Let's consider in detail all documents:
1) the rules of trade tactics include clear rules for entering and exiting trades, as well as such characteristics as describing the trading time, time interval, currency pairs and analysis components, and other nuances that are relevant to the opening and closing of the transactions themselves.
2) checklist for entering the exchange:
this is nothing more than a list consisting of the conditions for opening a transaction.
If at least one of the requirements is not met, it is better not to enter the market.
3) the rules of the applied money management:
instructions for calculating the position size
This can be as a percentage of the deposit, as well as the number of lots per unit of balance, or other possible options for calculating the size of the order.
4) trade plan
The trading plan is a kind of card: it is equipped with all pointers and tips, can give answers to questions.
Typically, in such a document, experts recommend incorporating the methods of the strategy, its rules, the methods of managing capital, but the excessive workload of the document is also not good.
But how to make the plan working, and most importantly effective?
So, the trading plan must include:
1) force majeure or emergency circumstances.

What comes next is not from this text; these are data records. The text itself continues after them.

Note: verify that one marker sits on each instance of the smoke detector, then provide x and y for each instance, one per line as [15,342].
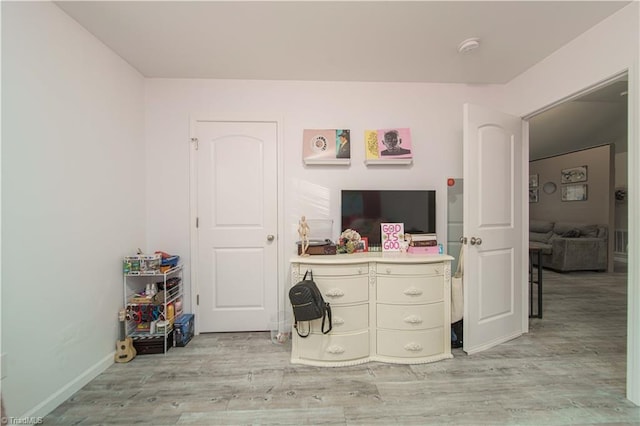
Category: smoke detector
[468,45]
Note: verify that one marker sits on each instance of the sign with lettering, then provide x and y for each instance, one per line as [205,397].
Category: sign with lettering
[391,235]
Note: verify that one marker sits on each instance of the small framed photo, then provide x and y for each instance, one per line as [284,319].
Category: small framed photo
[574,192]
[574,174]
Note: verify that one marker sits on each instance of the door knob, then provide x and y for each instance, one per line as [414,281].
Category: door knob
[475,241]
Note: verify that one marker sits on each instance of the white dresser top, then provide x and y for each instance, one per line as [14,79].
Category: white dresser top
[381,257]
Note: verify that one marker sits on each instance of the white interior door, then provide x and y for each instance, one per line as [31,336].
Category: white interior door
[494,196]
[237,266]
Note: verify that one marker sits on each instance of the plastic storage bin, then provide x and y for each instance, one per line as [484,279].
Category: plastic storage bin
[281,325]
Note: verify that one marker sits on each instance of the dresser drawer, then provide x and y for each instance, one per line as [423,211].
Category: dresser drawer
[410,289]
[411,344]
[334,270]
[341,290]
[334,347]
[409,268]
[345,319]
[410,317]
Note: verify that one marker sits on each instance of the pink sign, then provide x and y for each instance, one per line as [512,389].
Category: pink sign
[392,234]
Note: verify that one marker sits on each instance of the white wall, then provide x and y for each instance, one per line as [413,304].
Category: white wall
[433,112]
[73,202]
[607,49]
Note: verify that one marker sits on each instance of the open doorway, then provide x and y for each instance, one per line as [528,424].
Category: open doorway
[597,117]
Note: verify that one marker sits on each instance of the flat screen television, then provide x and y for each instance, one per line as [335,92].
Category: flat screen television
[365,210]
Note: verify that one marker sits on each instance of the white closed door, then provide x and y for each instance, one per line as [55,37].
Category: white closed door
[237,265]
[494,196]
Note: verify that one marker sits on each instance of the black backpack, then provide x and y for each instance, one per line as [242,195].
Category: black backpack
[308,304]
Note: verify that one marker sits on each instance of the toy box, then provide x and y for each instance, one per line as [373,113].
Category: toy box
[183,329]
[152,344]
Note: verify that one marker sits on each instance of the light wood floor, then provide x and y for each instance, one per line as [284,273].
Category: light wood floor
[570,369]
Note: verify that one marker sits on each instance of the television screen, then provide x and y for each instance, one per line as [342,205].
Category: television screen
[365,210]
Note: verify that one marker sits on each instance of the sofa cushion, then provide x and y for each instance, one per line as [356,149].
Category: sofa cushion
[561,228]
[590,231]
[540,237]
[545,248]
[573,233]
[540,226]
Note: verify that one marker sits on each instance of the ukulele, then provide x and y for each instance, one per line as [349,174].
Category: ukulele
[125,351]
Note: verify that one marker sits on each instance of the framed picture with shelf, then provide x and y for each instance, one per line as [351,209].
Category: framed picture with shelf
[326,147]
[576,192]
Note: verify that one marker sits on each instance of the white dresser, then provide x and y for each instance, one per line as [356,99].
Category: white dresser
[389,307]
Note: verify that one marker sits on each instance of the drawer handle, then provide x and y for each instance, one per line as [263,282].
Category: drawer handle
[413,347]
[335,292]
[413,319]
[412,291]
[335,350]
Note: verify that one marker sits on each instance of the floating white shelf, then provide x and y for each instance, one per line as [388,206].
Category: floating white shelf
[390,161]
[328,162]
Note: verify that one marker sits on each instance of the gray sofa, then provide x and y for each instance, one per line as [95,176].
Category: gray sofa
[570,246]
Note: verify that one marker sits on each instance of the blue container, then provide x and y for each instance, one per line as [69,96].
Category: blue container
[183,329]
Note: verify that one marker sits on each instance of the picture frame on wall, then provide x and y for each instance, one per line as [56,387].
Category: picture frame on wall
[573,175]
[574,192]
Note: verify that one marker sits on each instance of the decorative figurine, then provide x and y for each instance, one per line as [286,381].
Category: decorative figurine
[303,231]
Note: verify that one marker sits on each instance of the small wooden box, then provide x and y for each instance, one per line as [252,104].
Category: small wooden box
[152,344]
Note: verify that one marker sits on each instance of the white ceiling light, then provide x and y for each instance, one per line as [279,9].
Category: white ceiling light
[468,45]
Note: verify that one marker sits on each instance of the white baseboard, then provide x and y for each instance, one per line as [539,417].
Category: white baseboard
[56,399]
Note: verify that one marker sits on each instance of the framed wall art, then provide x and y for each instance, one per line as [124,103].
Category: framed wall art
[388,146]
[326,146]
[574,192]
[574,174]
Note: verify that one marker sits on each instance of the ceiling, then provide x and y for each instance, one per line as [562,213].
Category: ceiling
[374,41]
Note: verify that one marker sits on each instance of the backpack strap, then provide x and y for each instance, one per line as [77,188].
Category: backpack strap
[298,329]
[327,313]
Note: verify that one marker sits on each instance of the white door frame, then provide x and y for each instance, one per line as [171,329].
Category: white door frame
[633,189]
[193,204]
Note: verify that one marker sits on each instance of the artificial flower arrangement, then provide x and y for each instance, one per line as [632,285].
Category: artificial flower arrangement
[349,242]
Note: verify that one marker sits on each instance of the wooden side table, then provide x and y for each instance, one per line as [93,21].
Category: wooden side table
[537,252]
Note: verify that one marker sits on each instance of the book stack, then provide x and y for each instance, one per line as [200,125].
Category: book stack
[423,243]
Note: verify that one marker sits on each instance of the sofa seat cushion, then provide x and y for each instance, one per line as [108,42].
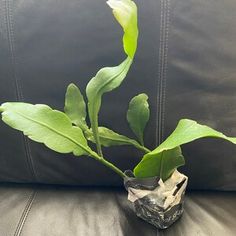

The trader should be spelled out, and accordingly, measures are taken, how exactly he should act.
If: electric power is disconnected, software crashes, the Internet goes down, and other such moments.
The security measures are taken by the player from these emergencies most often include a laptop with a charge, a PC, a tablet, or a phone with a mobile terminal application.
2) Methodology for limiting profits and losses
Yes, in the case of too huge profits, a moderate-income, or some losing operations.
This component is very individual and largely depends on the trader, his trading style, the level of risks used in trade, and so on.
Set yourself a bar for profits, and when it is reached, you can no longer trade on that day.
It's about restrictions (about profits), not goals.
The same goes for losses: for example, it's better to take a break after five unsuccessful deals or too much drawdown should tell the player that it's time to take a break and rest.
3) the emotional aspect: when trading is strictly forbidden.
So, you can not trade with:
- diseases, colds, temperatures, etc .;
- in a state of depression, depression, and depression;
- in a state of anger, anger, excitement, fright, and similar emotional feelings.
4) in case you use several trading tactics or multi-level strategies, then describe specific conditions and parameters when which one should be applied.
5) record the information sources used.
It's about the economic calendar or the Newsline, or the marks on the charts.
6) set yourself trading goals - short-term and long-term.
7) Be sure to create your trading plan, up to the point that you need to print it and attach it to the wall, following it.